Film siyah beyaz. Yönetmen çok akıllıca bir iş yapıp böyle çekmiş, diğer türlü mekan o kadar olağanüstü ki öykünün önüne geçerdi muhakkak.
Efem : "uygar" dünyanın bakış açısıyla, yerelin bakış açısından doğayı görüyoruz. Alman ve Amerikan ekolünün farklılıklarını görüyoruz.
Din, uygarlık, kapitalizm ve emperyalizm (kauçuk ekseninde !), doğa insan ilişkisi, yozlaşma (misyondaki 40 yılın hesabını yapın !) gibi olguları izliyoruz.

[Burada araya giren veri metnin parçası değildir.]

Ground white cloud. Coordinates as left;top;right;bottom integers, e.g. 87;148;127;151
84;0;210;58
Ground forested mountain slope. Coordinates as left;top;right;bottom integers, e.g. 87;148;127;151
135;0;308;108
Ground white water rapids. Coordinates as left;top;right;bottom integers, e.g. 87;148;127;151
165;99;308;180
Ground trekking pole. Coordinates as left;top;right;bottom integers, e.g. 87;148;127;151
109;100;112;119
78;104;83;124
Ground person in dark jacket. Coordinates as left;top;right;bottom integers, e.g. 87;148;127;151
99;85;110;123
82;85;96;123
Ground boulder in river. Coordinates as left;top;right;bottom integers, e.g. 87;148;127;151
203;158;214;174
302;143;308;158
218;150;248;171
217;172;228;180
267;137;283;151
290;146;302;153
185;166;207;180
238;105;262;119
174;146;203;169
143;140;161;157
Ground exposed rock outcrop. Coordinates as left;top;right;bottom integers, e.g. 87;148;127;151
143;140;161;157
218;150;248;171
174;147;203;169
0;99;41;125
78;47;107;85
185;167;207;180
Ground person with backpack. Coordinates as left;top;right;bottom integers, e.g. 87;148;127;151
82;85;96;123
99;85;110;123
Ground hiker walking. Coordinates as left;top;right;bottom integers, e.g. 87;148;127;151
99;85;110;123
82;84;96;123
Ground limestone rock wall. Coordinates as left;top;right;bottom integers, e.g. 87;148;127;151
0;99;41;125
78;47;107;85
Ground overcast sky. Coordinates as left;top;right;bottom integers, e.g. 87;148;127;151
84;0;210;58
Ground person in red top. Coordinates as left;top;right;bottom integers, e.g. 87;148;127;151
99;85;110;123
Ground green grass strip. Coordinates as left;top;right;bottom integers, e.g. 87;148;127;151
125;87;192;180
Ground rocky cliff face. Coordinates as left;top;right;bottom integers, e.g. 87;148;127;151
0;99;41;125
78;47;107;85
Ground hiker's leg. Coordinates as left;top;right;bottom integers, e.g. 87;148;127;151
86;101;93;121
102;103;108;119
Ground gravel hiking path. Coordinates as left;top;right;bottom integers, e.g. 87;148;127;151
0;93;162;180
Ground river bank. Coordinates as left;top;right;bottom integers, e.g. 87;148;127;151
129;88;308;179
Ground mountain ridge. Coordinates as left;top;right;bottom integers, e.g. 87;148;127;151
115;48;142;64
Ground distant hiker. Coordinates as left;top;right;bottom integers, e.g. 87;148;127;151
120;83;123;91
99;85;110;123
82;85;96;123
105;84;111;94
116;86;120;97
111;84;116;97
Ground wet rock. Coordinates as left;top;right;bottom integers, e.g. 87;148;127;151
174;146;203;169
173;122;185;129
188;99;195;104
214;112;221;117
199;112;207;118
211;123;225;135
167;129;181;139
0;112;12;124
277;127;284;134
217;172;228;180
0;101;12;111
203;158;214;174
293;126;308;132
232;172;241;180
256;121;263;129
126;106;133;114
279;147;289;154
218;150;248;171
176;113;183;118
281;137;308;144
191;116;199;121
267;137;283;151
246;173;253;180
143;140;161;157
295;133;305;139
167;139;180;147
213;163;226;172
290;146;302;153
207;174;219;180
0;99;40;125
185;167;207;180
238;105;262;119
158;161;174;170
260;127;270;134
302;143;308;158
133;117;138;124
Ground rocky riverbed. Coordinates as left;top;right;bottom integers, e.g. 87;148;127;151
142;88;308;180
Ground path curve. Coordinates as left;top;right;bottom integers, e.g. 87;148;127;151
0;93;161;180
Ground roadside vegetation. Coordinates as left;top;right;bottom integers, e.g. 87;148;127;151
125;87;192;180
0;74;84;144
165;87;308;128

Burada bir girdi yapmak isterim. Theo, tanış olduğu kabile şefine pusulasını vermeyip arıza çıkarınca "ne pinti Alman" yorumu yaptım. Hatalıymışım. İşte sonraki sahnede bu sığlığımı anlayıp hicap duydum. Theo diyor ki : "o pusulayı verirsem, yüzyıllardır nesilden nesile geçen yıldızlara bakarak yön bulma bilgisi kaybolacak, bunu nasıl yaparım ?". İşte antropolog bilim insanının bakış açısı.
Kendi hesabıma Theo'yu Evan'dan daha fazla tuttum ama sizi bilemem tabi.
Ama bu kadar iyi görüntüler, bu kadar iyi müzikler (Haydn "Creation" vs.), bu kadar iyi oyunculuklar (Nilbio Torres ve Antonio Bolivar'ın başka kayıtlı başka filmi yok) da olsa zor film.
Son söz : Yaradan kimseyi chullachaqui yapmasın.